Geht Frau Weissweiler schön brav chronologisch vor, hat sich Frau Schury das Prinzip von Modest Mussorgskys Klavierzyklus "Bilder einer Ausstellung" zum Vorbild genommen: Bei ihr wechseln "Passagen" (im Präteritum erzählte Rückblicke aufs Leben) mit "Bildern" ab, die als biographische Schwerpunkte im Präsens geschrieben sind. So kommt noch mehr Leben in den Text, und die Qualität der Abbildungen ist bei Gudrun Schury auch höher als im Buch von Eva Weissweiler.
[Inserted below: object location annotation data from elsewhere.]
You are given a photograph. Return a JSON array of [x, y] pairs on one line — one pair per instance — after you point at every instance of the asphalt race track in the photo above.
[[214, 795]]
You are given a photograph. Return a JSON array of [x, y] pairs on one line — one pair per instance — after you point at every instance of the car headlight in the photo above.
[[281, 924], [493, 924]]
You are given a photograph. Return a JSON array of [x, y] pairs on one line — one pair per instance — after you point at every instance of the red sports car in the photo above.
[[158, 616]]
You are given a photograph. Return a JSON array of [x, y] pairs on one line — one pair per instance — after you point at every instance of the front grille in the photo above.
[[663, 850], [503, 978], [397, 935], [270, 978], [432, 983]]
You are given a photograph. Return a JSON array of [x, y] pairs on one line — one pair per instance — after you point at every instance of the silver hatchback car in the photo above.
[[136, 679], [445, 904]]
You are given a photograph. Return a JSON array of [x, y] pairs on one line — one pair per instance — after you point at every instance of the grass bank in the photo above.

Beide haben aber noch eine weitere Konkurrenz: die schon vor dreißig Jahren erschienene Wilhelm-Busch-Studie des Tübinger Literaturwissenschaftlers Gert Ueding, die nun überarbeitet neu aufgelegt worden ist. Bei Erscheinen provozierte sie mit ihrer psychoanalytischen Deutung viel Widerspruch, deren Nachwirkungen bis in die Kommentare von Hans Ries in der Busch-Gesamtausgabe zu finden sind. Für Weissweiler und Schury ist Ueding keine bestimmende Bezugsgröße mehr; das rächt sich, denn in seinem Buch wird Busch wohlbegründet zum exemplarischen Künstler des neunzehnten Jahrhunderts erklärt - und diese Interpretation ist auch heute noch die radikalste, weil sie in Busch einen "Optimisten für die Zukunft" erkennt. Biographisch ist bei Ueding nicht so viel zu holen, dafür aber kunstgeschichtlich und literarisch. Und das ist bei Wilhelm Busch immer noch die Hauptsache.

ANDREAS PLATTHAUS

Gudrun Schury: "Ich wollt, ich wär ein Eskimo". Das Leben des Wilhelm Busch. Aufbau Verlag, Berlin 2007. 412 S., 16 Tafeln, Abb., geb., 24,95 [Euro].

Eva Weissweiler: "Wilhelm Busch - Der lachende Pessimist". Eine Biographie. Kiepenheuer & Witsch, Köln 2007. 381 S., Abb., geb., 19,90 [Euro].

Gert Ueding: "Wilhelm Busch". Das 19. Jahrhundert en miniature. Erweiterte und revidierte Neuausgabe. Insel Verlag, Frankfurt am Main 2007. 429 S., Abb., geb., 26,80 [Euro].

"Wilhelm Busch für Boshafte". Ausgewählt von Thomas Kluge. Insel Taschenbuch, Frankfurt am Main 2007. 138 S., br., 6,- [Euro].